13. The diagnostic system of claim 12, wherein said polypeptide is attached to a solid matrix.

14. A method of detecting the presence of Epstein-Barr virus in a fluid sample, comprising a) contacting said fluid sample with a polypeptide according to claim 6 for a time period sufficient to allow any Epstein-Barr virus present in said sample to specifically bind to said polypeptide to form a complex; and b) determining the presence of any complex formed in step a) , thereby detecting the presence of Epstein-Barr virus in said sample.

15. A diagnostic system in kit form for detecting antibodies directed against CR2, comprising a) a package containing a polypeptide according to claim 6; and b) a label for indicating the presence of any specifically bound antibody.
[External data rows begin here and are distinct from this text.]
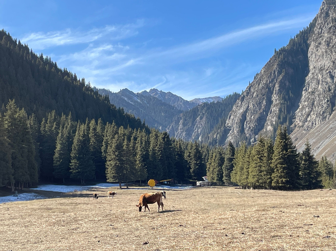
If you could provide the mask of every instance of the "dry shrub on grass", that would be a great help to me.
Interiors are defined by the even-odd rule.
[[[336,250],[335,190],[167,191],[158,213],[135,206],[150,190],[107,190],[0,204],[0,250]]]

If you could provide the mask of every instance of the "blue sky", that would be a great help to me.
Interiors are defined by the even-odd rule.
[[[321,0],[0,0],[0,29],[92,86],[190,100],[240,92]]]

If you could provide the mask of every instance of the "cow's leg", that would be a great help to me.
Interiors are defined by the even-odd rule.
[[[146,207],[147,207],[148,208],[148,211],[149,212],[150,212],[151,210],[149,210],[149,208],[148,207],[148,204],[146,204],[146,205],[145,206],[145,210],[146,210]]]
[[[160,201],[159,201],[157,202],[158,202],[158,206],[159,206],[159,208],[158,208],[158,213],[160,211]]]

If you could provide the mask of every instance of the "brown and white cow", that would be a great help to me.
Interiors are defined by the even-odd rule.
[[[113,198],[113,196],[116,194],[117,194],[117,192],[109,191],[109,192],[107,192],[107,197],[109,198],[111,196],[112,198]]]
[[[161,191],[161,192],[153,192],[153,193],[148,193],[150,194],[155,194],[156,193],[160,193],[162,195],[162,196],[166,199],[166,191]]]
[[[150,212],[151,210],[149,210],[148,207],[148,204],[153,204],[155,202],[158,203],[158,206],[159,207],[158,208],[158,212],[160,210],[160,206],[162,208],[162,210],[163,210],[163,203],[162,202],[162,194],[161,193],[157,192],[156,193],[152,193],[149,194],[144,194],[142,195],[140,198],[139,199],[139,204],[136,205],[136,206],[139,208],[139,211],[141,212],[142,207],[145,207],[145,210],[144,212],[146,211],[146,208],[148,209],[148,211]]]

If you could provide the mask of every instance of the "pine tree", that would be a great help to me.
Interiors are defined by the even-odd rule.
[[[65,183],[65,179],[70,176],[69,167],[71,152],[69,145],[71,142],[71,121],[69,119],[65,120],[64,122],[60,123],[58,135],[56,139],[53,172],[54,177],[62,179],[63,183]]]
[[[281,190],[297,188],[299,180],[298,155],[287,133],[287,128],[279,126],[277,132],[271,164],[272,186]]]
[[[231,182],[231,173],[233,170],[235,159],[235,147],[230,141],[225,151],[225,160],[223,167],[223,181],[225,184]]]
[[[136,179],[140,180],[140,185],[141,181],[147,178],[147,172],[145,165],[145,161],[144,159],[146,151],[145,141],[148,140],[147,136],[144,131],[141,132],[139,129],[138,131],[137,136],[135,143],[135,168]]]
[[[71,154],[70,178],[80,179],[82,185],[86,179],[92,179],[94,175],[88,123],[87,121],[85,124],[78,122]]]
[[[0,113],[0,185],[6,186],[14,183],[12,168],[11,149],[7,137],[3,118]],[[12,192],[14,188],[12,187]]]
[[[321,174],[318,170],[318,163],[311,153],[311,147],[307,142],[300,156],[300,179],[303,189],[312,189],[321,186]]]
[[[331,162],[322,156],[319,161],[319,170],[321,173],[322,185],[324,188],[335,188],[335,172]]]
[[[46,122],[45,119],[41,123],[41,139],[40,156],[41,158],[41,176],[45,179],[52,180],[53,156],[56,149],[56,139],[59,129],[59,119],[54,110],[48,114]]]
[[[260,182],[264,149],[265,140],[262,137],[259,137],[257,143],[253,147],[249,170],[249,184],[255,189],[260,188],[262,184]]]
[[[175,167],[176,168],[177,182],[182,184],[189,179],[190,172],[188,163],[184,158],[185,145],[186,143],[179,139],[173,142],[175,156]]]
[[[203,180],[202,177],[206,174],[206,167],[200,149],[199,144],[195,141],[191,143],[186,151],[185,159],[190,170],[190,181],[197,182]]]
[[[151,130],[149,158],[146,162],[148,178],[160,180],[163,178],[162,167],[160,159],[162,154],[158,131],[154,129]]]
[[[222,185],[223,182],[225,184],[228,183],[227,177],[223,176],[224,174],[227,174],[229,168],[229,167],[228,168],[228,158],[225,153],[222,147],[216,148],[211,164],[211,169],[213,170],[213,182],[219,185]]]
[[[90,149],[95,167],[95,177],[96,179],[105,178],[105,164],[101,152],[104,133],[101,120],[99,119],[97,124],[94,119],[92,119],[90,123],[89,130]]]
[[[243,179],[247,151],[246,144],[243,142],[235,152],[233,169],[231,175],[231,182],[241,186],[242,188],[244,185]]]
[[[12,150],[12,167],[14,180],[22,188],[24,183],[37,182],[37,165],[35,149],[28,123],[28,117],[23,109],[19,110],[14,101],[10,100],[6,106],[4,125]],[[13,189],[13,184],[12,184]]]
[[[274,171],[271,165],[273,155],[273,142],[270,138],[265,140],[263,154],[260,183],[266,188],[271,189],[272,174]]]
[[[124,179],[124,138],[122,126],[119,129],[118,133],[110,141],[106,153],[106,179],[109,182],[119,182],[121,189],[121,182]]]

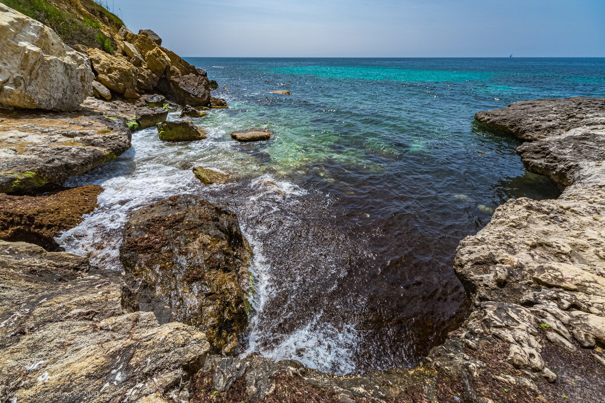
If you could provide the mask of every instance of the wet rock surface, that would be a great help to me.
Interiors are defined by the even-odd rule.
[[[157,124],[160,140],[164,141],[192,141],[206,138],[206,131],[191,120],[165,121]]]
[[[2,401],[188,398],[209,351],[204,334],[159,324],[122,280],[80,256],[0,241]]]
[[[102,192],[100,186],[86,185],[37,196],[0,193],[0,239],[57,250],[54,238],[92,213]]]
[[[126,272],[164,298],[173,319],[203,330],[225,353],[247,324],[250,256],[235,214],[193,195],[135,211],[120,248]]]

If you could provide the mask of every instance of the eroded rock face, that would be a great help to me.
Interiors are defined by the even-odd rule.
[[[174,320],[201,329],[226,353],[247,324],[250,255],[235,214],[193,195],[135,211],[120,248],[127,272],[164,298]]]
[[[165,121],[157,124],[160,140],[164,141],[192,141],[206,138],[206,131],[191,120]]]
[[[88,58],[51,28],[0,4],[0,104],[73,111],[93,93]]]
[[[117,273],[80,256],[0,241],[0,283],[3,399],[188,399],[189,381],[209,349],[204,334],[139,311],[137,292]]]
[[[86,185],[38,196],[0,193],[0,239],[56,250],[54,238],[92,213],[102,192],[100,186]]]

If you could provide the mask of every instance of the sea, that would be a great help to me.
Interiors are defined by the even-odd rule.
[[[57,241],[122,270],[132,211],[201,196],[237,213],[254,252],[239,353],[339,374],[416,365],[468,315],[453,269],[459,242],[509,199],[559,195],[524,168],[518,140],[474,114],[605,97],[605,58],[186,60],[229,106],[194,120],[208,138],[171,143],[153,127],[134,133],[128,152],[69,180],[105,191]],[[230,136],[266,129],[267,141]],[[237,181],[203,185],[191,172],[200,166]]]

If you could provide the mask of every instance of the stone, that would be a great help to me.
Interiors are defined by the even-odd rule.
[[[167,88],[172,100],[180,105],[206,106],[210,103],[210,87],[206,77],[188,74],[171,80]]]
[[[109,104],[110,109],[116,107],[88,100]],[[131,141],[127,120],[112,113],[0,113],[0,192],[27,193],[48,184],[60,185],[125,152]]]
[[[35,197],[0,193],[0,239],[59,250],[54,238],[96,208],[103,188],[85,185]]]
[[[168,111],[163,108],[142,108],[137,111],[139,129],[147,129],[166,121]]]
[[[206,116],[206,114],[203,112],[198,111],[192,106],[186,105],[183,107],[183,111],[181,112],[181,114],[178,116],[178,117],[201,118],[202,116]]]
[[[111,92],[97,80],[93,82],[93,90],[94,92],[94,96],[97,98],[103,98],[108,101],[111,99]]]
[[[204,334],[159,324],[111,272],[80,256],[0,241],[2,396],[58,403],[77,390],[102,396],[95,401],[169,401],[186,392],[209,351]]]
[[[271,138],[271,132],[258,130],[249,130],[239,132],[234,132],[231,134],[231,138],[238,141],[262,141],[268,140]]]
[[[191,141],[206,138],[206,131],[191,120],[177,120],[158,123],[160,140],[164,141]]]
[[[137,68],[123,56],[113,56],[102,50],[90,48],[88,57],[97,73],[97,80],[112,91],[124,94],[136,91]]]
[[[54,31],[0,4],[0,104],[74,111],[93,94],[88,58]]]
[[[233,179],[228,175],[218,172],[213,169],[209,169],[203,167],[194,167],[192,170],[193,170],[195,178],[200,179],[200,182],[204,185],[212,185],[214,184],[224,185],[226,183],[233,182]]]
[[[222,98],[213,97],[210,98],[210,107],[213,109],[222,109],[229,108],[229,106],[227,105],[227,101]]]
[[[251,250],[237,218],[203,199],[176,196],[135,211],[120,260],[168,304],[175,320],[204,331],[229,353],[247,324]]]
[[[145,35],[158,46],[162,45],[162,38],[151,30],[141,30],[139,31],[139,34]]]

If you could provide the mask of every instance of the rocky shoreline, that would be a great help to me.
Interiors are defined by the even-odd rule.
[[[511,199],[460,242],[454,269],[471,312],[417,367],[336,376],[229,356],[247,324],[251,252],[235,215],[203,199],[135,212],[120,250],[126,272],[59,251],[54,237],[102,191],[60,187],[67,178],[125,152],[132,132],[165,121],[167,109],[197,115],[226,103],[152,31],[107,33],[121,54],[76,52],[42,24],[1,4],[0,13],[0,49],[15,53],[23,33],[45,41],[36,60],[62,66],[53,85],[71,95],[48,90],[39,66],[30,65],[36,79],[0,75],[0,102],[13,109],[0,114],[0,192],[10,193],[0,194],[0,402],[605,401],[605,98],[477,114],[527,140],[522,160],[560,197]],[[191,122],[177,126],[194,132],[181,138],[204,137]],[[203,169],[192,175],[230,180]]]

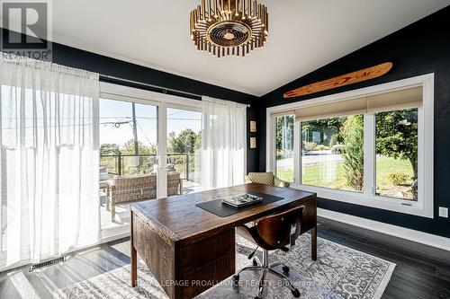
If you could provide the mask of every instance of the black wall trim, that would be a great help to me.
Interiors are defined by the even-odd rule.
[[[450,207],[450,134],[447,129],[450,128],[449,28],[450,6],[447,6],[263,96],[262,102],[266,107],[258,112],[258,122],[266,125],[266,108],[267,107],[339,93],[429,73],[435,74],[434,219],[325,198],[320,198],[319,207],[450,237],[450,220],[438,216],[438,207]],[[283,98],[285,92],[294,88],[386,61],[392,61],[393,68],[382,77],[299,98]],[[259,140],[265,142],[266,137],[266,130],[263,129],[259,133]],[[259,170],[266,170],[265,146],[259,148]]]

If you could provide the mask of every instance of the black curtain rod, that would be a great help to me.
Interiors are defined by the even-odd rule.
[[[178,91],[176,89],[171,89],[171,88],[166,88],[166,87],[162,87],[162,86],[158,86],[158,85],[153,85],[153,84],[148,84],[142,83],[142,82],[132,81],[132,80],[128,80],[128,79],[124,79],[124,78],[119,78],[119,77],[116,77],[113,75],[100,75],[100,81],[106,82],[106,83],[112,83],[112,84],[118,84],[121,85],[126,85],[126,86],[130,86],[130,87],[138,87],[138,88],[145,89],[145,90],[148,90],[150,92],[165,93],[165,94],[171,94],[171,95],[181,96],[181,97],[184,97],[184,98],[202,101],[202,95],[200,95],[200,94],[187,92],[182,92],[182,91]],[[247,105],[247,107],[250,107],[250,105]]]

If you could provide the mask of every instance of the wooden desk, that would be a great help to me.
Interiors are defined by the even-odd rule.
[[[266,193],[284,199],[219,217],[195,204],[236,193]],[[311,231],[317,259],[316,194],[246,184],[131,205],[131,285],[137,253],[172,299],[193,298],[235,272],[235,227],[303,205],[302,232]]]

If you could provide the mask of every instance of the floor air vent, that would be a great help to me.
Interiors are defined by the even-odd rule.
[[[68,255],[66,255],[64,257],[60,257],[60,258],[58,258],[58,259],[55,259],[43,261],[43,262],[39,263],[39,264],[34,264],[32,267],[30,267],[29,272],[32,272],[32,271],[34,271],[36,269],[39,269],[39,268],[45,268],[45,267],[49,267],[49,266],[51,266],[51,265],[58,264],[60,262],[66,261],[68,259]]]

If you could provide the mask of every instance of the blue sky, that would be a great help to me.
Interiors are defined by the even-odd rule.
[[[158,121],[156,106],[136,104],[138,139],[146,145],[157,144]],[[133,137],[131,103],[100,99],[100,144],[122,145]],[[202,114],[177,109],[167,109],[167,134],[191,128],[202,128]]]

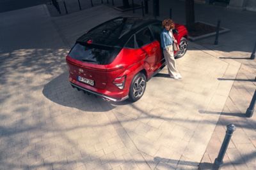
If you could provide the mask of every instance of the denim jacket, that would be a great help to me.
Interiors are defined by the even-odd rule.
[[[173,43],[173,38],[169,34],[169,31],[164,29],[161,33],[161,46],[164,50],[166,46],[171,45]]]

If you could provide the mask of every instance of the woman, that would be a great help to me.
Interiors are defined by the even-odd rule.
[[[161,34],[161,44],[163,49],[163,53],[169,74],[174,79],[180,79],[182,77],[176,67],[175,60],[174,59],[173,43],[177,43],[174,38],[172,29],[174,29],[174,22],[171,19],[166,19],[162,22],[164,28]]]

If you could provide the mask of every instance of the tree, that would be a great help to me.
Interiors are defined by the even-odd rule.
[[[125,8],[129,8],[130,4],[129,4],[129,0],[123,0],[123,6]]]
[[[194,0],[186,0],[186,24],[189,30],[193,29],[195,24]]]

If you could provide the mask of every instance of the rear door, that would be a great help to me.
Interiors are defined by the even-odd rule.
[[[164,60],[163,50],[161,47],[161,39],[160,39],[160,35],[163,31],[163,28],[161,23],[152,24],[150,26],[150,28],[154,36],[153,45],[154,46],[156,47],[156,64],[157,65],[157,67],[159,67],[161,65],[162,61]]]
[[[156,69],[156,46],[153,44],[154,38],[148,27],[141,29],[136,34],[136,41],[141,51],[141,55],[145,57],[145,62],[147,64],[147,71],[152,72]]]
[[[106,66],[115,59],[118,51],[76,43],[67,57],[70,77],[81,83],[105,89],[108,82]]]

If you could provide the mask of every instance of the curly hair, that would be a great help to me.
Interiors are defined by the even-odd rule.
[[[165,26],[170,26],[170,29],[174,29],[174,22],[171,19],[165,19],[162,22],[162,27],[164,28]]]

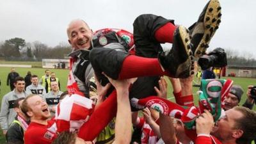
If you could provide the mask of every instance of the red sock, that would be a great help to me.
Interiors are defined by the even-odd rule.
[[[157,58],[130,55],[124,60],[118,79],[163,75],[171,77],[168,72],[163,71]]]
[[[116,116],[116,92],[114,91],[81,127],[78,137],[85,141],[93,141]]]
[[[167,22],[155,32],[156,39],[161,43],[172,43],[176,27],[171,22]]]

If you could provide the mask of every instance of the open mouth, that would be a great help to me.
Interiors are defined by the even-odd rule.
[[[45,109],[44,109],[43,110],[42,110],[42,111],[44,112],[44,113],[48,113],[49,112],[49,109],[48,109],[48,108],[45,108]]]
[[[88,42],[88,40],[83,40],[82,42],[79,42],[78,45],[84,45],[85,44],[87,44],[87,42]]]

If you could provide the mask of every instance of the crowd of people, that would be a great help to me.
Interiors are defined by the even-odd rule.
[[[198,106],[194,102],[197,67],[227,65],[223,49],[205,52],[221,22],[221,9],[218,0],[210,0],[189,29],[173,20],[141,15],[133,34],[93,32],[84,20],[72,20],[67,29],[73,48],[67,91],[60,90],[60,79],[49,70],[40,79],[28,72],[31,84],[26,90],[25,79],[15,77],[0,113],[7,142],[250,143],[256,138],[252,86],[239,106],[241,86],[230,79],[202,79]],[[161,44],[166,42],[172,47],[164,51]],[[168,99],[163,76],[171,81],[175,102]]]

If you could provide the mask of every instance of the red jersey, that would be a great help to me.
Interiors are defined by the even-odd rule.
[[[141,129],[141,144],[156,144],[158,138],[150,126],[146,123],[144,118],[138,118],[138,120],[140,122],[137,127]]]
[[[222,144],[216,138],[212,136],[197,136],[195,141],[196,144]]]
[[[50,131],[54,120],[47,121],[47,125],[31,122],[24,134],[25,144],[51,144],[57,134]]]

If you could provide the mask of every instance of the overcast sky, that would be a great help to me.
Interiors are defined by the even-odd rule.
[[[93,30],[104,28],[132,31],[140,14],[154,13],[175,19],[188,28],[196,22],[205,0],[0,0],[0,42],[20,37],[54,47],[67,42],[66,28],[75,19]],[[256,1],[220,0],[221,23],[210,48],[229,48],[255,56]],[[243,54],[242,54],[243,55]]]

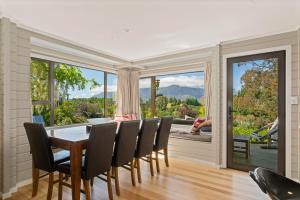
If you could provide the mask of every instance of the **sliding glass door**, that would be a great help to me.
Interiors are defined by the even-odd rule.
[[[227,60],[228,167],[285,173],[285,52]]]

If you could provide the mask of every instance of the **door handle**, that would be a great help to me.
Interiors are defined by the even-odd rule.
[[[232,119],[232,113],[236,112],[236,110],[232,109],[232,106],[228,106],[228,119]]]

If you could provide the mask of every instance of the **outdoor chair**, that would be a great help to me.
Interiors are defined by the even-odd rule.
[[[259,135],[259,132],[266,129],[268,129],[268,132],[265,135]],[[250,136],[261,142],[267,139],[268,148],[270,148],[272,141],[278,141],[278,118],[273,123],[267,124],[266,126],[253,131]]]
[[[250,171],[249,176],[272,200],[300,199],[300,184],[291,179],[262,167]]]
[[[42,124],[43,126],[45,126],[45,120],[42,115],[33,115],[32,122],[37,124]]]

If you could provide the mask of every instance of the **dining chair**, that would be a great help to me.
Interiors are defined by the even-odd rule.
[[[140,120],[122,121],[120,123],[112,158],[112,172],[118,196],[120,195],[119,167],[123,167],[131,171],[131,182],[132,185],[135,186],[134,152],[139,128]]]
[[[158,119],[144,119],[138,135],[135,151],[135,163],[137,166],[138,181],[142,183],[140,160],[149,162],[151,176],[154,176],[152,152],[155,133],[157,131]],[[146,159],[145,159],[146,157]]]
[[[158,154],[163,154],[166,166],[169,167],[168,143],[173,117],[162,117],[155,137],[153,151],[155,152],[156,170],[160,172]],[[163,153],[160,151],[163,150]]]
[[[250,171],[249,176],[272,200],[300,199],[300,184],[292,179],[262,167]]]
[[[113,199],[111,186],[111,155],[113,153],[116,130],[117,123],[98,124],[91,127],[85,155],[82,157],[81,168],[81,179],[84,185],[86,200],[91,199],[90,180],[94,177],[98,177],[107,182],[109,199]],[[71,174],[70,166],[70,161],[60,163],[57,166],[57,170],[59,171],[59,200],[62,199],[63,186],[72,187],[72,185],[63,180],[63,174]],[[106,178],[101,175],[106,176]]]
[[[43,124],[26,122],[24,128],[32,154],[32,197],[37,194],[39,179],[49,175],[47,199],[50,200],[53,184],[58,182],[54,181],[54,172],[57,170],[59,163],[70,159],[70,152],[62,150],[53,153]],[[48,173],[40,176],[40,170]]]

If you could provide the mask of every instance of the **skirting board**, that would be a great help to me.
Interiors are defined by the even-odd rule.
[[[8,199],[8,198],[11,197],[11,195],[12,195],[13,193],[17,192],[18,189],[19,189],[20,187],[23,187],[23,186],[28,185],[28,184],[31,184],[31,183],[32,183],[32,178],[27,179],[27,180],[24,180],[24,181],[20,181],[20,182],[18,182],[18,183],[16,184],[15,187],[11,188],[11,189],[9,190],[9,192],[3,193],[3,194],[0,193],[0,197],[2,197],[3,200],[4,200],[4,199]]]
[[[196,159],[196,158],[189,158],[189,157],[184,157],[184,156],[176,156],[176,155],[169,155],[170,158],[178,158],[181,160],[187,160],[187,161],[193,161],[199,164],[204,164],[204,165],[208,165],[214,168],[221,168],[221,165],[218,165],[214,162],[210,162],[210,161],[206,161],[206,160],[200,160],[200,159]]]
16. A method of detecting the presence of antibody molecules against CR2 in a body fluid sample, which method comprises: a) contacting said fluid sample with a polypeptide according to claim 6 for a time period sufficient to allow any antibody molecules directed against CR2 to specifically bind to said polypeptide to form a complex; and b) determining the presence of any complex formed in step a) , and thereby the presence of said antibody molecules in said sample.